An analysis of data on the location of people and jobs, including a "job sprawl" measure of employment decentralization, for metropolitan areas in 2000 finds that:

  • Metropolitan areas with higher levels of employment decentralization exhibit greater spatial mismatch between the relative locations of jobs and black residents. Detroit, for example, has one of the highest levels of job sprawl among the 102 largest metropolitan areas, and blacks are extremely physically isolated from jobs there. Conversely, Greenville, SC, and other southern and western metropolitan areas rank low on both job sprawl and spatial mismatch for blacks.
  • Greater job sprawl is associated with higher spatial mismatch for blacks, but not for whites.
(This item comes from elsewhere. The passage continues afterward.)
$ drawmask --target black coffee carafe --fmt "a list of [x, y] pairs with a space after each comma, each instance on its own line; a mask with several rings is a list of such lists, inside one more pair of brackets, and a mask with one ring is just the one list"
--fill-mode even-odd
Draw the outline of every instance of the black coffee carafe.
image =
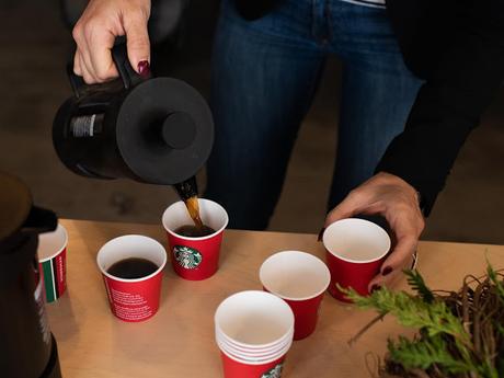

The relationship between these measures also holds for Latinos but to a lesser extent. Overall, metropolitan job sprawl is nearly twice as important a factor affecting spatial mismatch for blacks as for Latinos.
  • Blacks are more geographically isolated from jobs in high job-sprawl areas regardless of region, metropolitan area size, and their share of metropolitan population. Still, the gap in spatial mismatch for blacks between high and low job-sprawl areas is wider in the Midwest, in metropolitan areas with a larger black share of the population, and in small- to medium-sized metropolitan areas.
  • Metropolitan areas characterized by higher job sprawl also exhibit more severe racial segregation between blacks and whites. Adjusted for metropolitan area size, the average level of racial segregation is 15 percent higher in high job-sprawl areas than in low job-sprawl areas. This indicates that black/white segregation may be one mechanism through which metropolitan job sprawl translates into greater spatial mismatch for blacks.

The results strongly suggest that job sprawl exacerbates certain dimensions of racial inequality in America. By better linking job growth with existing residential patterns, policies to promote balanced metropolitan development could help narrow the spatial mismatch between blacks and jobs, and improve their employment outcomes over time.